The current guideline framework favors high‑intensity statins, with ezetimibe if needed, and restricts PCSK9 inhibitors mainly to ASCVD patients on maximal oral therapy. In this subgroup, however, baseline LDL‑C was substantially higher than in trials like Ez‑PAVE, so even ezetimibe often would not bring many patients down to < 70 mg/dL, making PCSK9 inhibition a more powerful option.

Clinical takeaways for cardiologists

For the practicing cardiologist, VESALIUS‑CV suggests that high‑risk primary‑prevention patients with diabetes—especially those with long‑standing disease, hypertension, or multiple risk factors—may benefit from LDL‑C targets closer to or below 55 mg/dL, similar to strategies used in secondary prevention. Evolocumab added to statins achieves profound LDL‑C lowering and a robust reduction in first major cardiovascular events, supporting earlier intensification before atherosclerosis becomes clinically evident.

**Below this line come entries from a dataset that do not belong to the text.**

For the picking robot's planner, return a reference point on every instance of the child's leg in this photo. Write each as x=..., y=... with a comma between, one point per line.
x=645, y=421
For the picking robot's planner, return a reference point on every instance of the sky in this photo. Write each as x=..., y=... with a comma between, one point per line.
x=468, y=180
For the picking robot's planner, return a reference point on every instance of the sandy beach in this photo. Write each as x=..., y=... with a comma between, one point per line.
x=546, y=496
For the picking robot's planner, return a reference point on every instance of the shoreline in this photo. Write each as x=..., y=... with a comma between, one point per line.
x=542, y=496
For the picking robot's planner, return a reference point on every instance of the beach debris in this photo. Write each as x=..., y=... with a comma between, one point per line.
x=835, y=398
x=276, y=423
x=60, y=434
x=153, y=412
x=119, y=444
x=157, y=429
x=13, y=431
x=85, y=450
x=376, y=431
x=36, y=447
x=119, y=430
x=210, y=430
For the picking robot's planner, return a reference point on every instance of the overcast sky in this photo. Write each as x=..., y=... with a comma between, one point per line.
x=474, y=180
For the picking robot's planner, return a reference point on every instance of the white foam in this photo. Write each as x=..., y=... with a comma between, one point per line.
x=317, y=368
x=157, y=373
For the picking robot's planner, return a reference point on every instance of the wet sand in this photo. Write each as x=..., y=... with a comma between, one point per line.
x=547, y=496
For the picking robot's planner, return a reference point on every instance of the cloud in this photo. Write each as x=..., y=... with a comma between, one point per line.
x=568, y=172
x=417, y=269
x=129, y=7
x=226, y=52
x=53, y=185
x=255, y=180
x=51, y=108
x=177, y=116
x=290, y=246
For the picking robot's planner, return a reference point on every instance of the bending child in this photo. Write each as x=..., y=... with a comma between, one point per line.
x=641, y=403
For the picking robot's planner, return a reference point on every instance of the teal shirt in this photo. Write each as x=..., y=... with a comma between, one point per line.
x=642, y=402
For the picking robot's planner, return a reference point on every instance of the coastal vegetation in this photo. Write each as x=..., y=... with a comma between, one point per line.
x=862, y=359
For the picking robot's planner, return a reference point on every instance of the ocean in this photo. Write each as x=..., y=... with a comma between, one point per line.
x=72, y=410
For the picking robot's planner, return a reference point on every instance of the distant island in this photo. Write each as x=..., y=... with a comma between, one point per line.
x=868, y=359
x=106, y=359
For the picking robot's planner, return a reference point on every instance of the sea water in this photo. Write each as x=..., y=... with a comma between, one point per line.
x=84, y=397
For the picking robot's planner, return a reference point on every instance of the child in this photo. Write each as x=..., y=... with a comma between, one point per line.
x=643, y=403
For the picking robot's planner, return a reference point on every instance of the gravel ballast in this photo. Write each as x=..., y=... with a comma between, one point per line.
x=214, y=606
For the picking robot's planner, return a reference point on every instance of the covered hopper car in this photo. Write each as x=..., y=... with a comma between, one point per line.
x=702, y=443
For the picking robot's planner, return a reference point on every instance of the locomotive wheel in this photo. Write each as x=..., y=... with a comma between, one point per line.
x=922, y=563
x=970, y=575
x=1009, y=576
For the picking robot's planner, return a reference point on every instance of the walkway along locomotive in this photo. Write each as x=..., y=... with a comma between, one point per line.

While ezetimibe remains a more cost‑effective first‑step add‑on, in patients with very high baseline LDL‑C who cannot reach < 70 mg/dL on statin plus ezetimibe, PCSK9 inhibitors may be the most practical way to deliver meaningful risk reduction. Community internists, endocrinologists, and cardiologists will need to collaborate closely, and broader payer coverage of PCSK9 inhibitors will likely grow as the data confirm that lower LDL‑C earlier translates into fewer first‑time MACE, even in patients without prior ASCVD.